Indonesia sendiri, meskipun punya potensi besar dan populasi Muslim terbanyak di dunia, masih tergolong negara berkembang. Dalam peta politik global, sering kali posisi Indonesia lebih sebagai “pengikut” dibanding “pengarah”. Banyak keputusan penting di level dunia masih ditentukan oleh negara adidaya seperti AS, Inggris, atau Prancis. Akibatnya, Indonesia kerap harus menyesuaikan diri.

Dalam kunjungan ini, Macron tampaknya sukses menjalankan misinya pada berbagai bidang. salah satu keberhasilannya membuka ruang baru bagi pengaruh Prancis di Indonesia. Misalnya, dalam isu sensitif Palestina–Israel. Di hadapan Macron, Presiden Prabowo menyatakan bahwa Indonesia siap mengakui negara Israel asal Israel bersedia mengakui Palestina. 

Ini jelas merupakan langkah besar yang sebelumnya tabu dibicarakan secara terbuka oleh pemimpin Indonesia. Narasi "solusi dua negara" yang selama ini didorong Barat kembali mengemuka, dan Indonesia terlihat mulai digiring ke arah normalisasi.

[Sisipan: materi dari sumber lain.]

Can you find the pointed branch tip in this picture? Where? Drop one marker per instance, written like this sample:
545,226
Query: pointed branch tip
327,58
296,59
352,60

Selain itu, di bidang budaya, Prancis juga cerdik memanfaatkan momen ini untuk memperbaiki citranya. Lewat kerja sama budaya, mereka mencoba menutupi rekam jejak buruk sebagai negara yang kerap dianggap mendukung islamofobia. Padahal, sejarah mencatat bagaimana Prancis berulangkali membuat kebijakan yang merugikan umat Islam—mulai dari pelarangan hijab, pembiaran terhadap penghinaan Nabi Muhammad ﷺ lewat kartun, hingga sikap abai terhadap penderitaan Muslim di Gaza.

Sebagai negara dengan populasi Muslim terbesar di dunia, seharusnya Indonesia bersikap lebih tegas terhadap negara yang terang-terangan memusuhi Islam. Namun sayangnya, dalam sistem sekuler kapitalisme, pertimbangan manfaat dan kepentingan ekonomi kerap mengalahkan prinsip keimanan dan solidaritas terhadap umat. Maka tak heran, ketika negara yang punya rekam jejak panjang dalam memusuhi Islam justru disambut bak sahabat dekat.

Islam sejatinya telah memberikan panduan yang jelas: bagaimana bersikap terhadap negara-negara kafir, terutama yang terang-terangan memusuhi Islam dan umatnya. 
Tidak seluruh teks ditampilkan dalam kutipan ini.